Hospitals, nursing homes and other health care facilities that refuse or are not licensed to treat chronically ill patients should pay higher rates of health care costs, according to a federal advisory group that’s recommending changes in state law.
The recommendations, which were issued by the Federal Advisory Committee on Health Care Costs, are the first to go public since a report from the Centers for Medicare and Medicaid Services released in June found that Medicare and private insurers have been spending far too much on care for chronic illnesses.
The Medicare and other Medicare program for the elderly also spends far too little, the report found.
The report said there are more than 1.5 million people with chronic illness who are expected to reach their 70th birthday in 2023.
The report said they represent one-third of the U.S. population.

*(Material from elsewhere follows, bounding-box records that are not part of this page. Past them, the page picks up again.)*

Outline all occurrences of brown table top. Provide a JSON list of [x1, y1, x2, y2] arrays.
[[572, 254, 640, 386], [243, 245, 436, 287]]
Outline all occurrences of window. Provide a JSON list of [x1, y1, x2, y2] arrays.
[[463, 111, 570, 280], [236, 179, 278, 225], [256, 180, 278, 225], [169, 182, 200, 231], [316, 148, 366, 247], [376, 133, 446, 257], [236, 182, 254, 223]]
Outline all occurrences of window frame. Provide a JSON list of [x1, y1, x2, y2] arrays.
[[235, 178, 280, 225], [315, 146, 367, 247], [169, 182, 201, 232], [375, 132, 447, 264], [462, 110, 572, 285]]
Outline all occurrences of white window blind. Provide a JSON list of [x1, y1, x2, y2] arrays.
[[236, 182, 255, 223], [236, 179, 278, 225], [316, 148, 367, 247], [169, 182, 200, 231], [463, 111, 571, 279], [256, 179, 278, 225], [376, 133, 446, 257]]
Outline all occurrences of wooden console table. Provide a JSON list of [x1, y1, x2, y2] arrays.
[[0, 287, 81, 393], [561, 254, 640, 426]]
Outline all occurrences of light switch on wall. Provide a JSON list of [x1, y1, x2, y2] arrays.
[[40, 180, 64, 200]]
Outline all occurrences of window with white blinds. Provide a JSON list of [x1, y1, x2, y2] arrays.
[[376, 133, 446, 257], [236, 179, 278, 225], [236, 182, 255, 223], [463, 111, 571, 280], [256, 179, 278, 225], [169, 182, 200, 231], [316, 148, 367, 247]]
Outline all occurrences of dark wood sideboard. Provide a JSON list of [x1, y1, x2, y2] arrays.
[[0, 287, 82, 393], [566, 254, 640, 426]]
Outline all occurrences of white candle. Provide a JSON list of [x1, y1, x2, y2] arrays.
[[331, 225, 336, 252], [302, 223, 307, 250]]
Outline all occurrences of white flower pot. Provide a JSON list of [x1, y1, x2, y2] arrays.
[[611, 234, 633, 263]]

The group also recommended that states and counties that have higher-than-average rates of chronic illness pay for more care, such as physical examinations, laboratory tests and drug treatment.
The Medicare and Medicare program are also supposed to pay for care for patients with diabetes, cancer and other illnesses that affect the heart, kidneys and lungs.
The federal advisory panel recommended that the government start requiring health care providers to spend at least 20 percent of their Medicare and prescription drug payments on services for chronic conditions and provide incentives to hospitals and nursing home owners and managers to spend more on these services.
The groups recommendations include a reduction in the maximum Medicare payment for services, a reduction of the maximum rate for Medicare Part D prescription drug plans, and a reduction for Medicare Advantage plans.
The groups recommendations also called for states to establish uniform payment levels for the various Medicare drug plans and allow Medicare to negotiate drug pricing.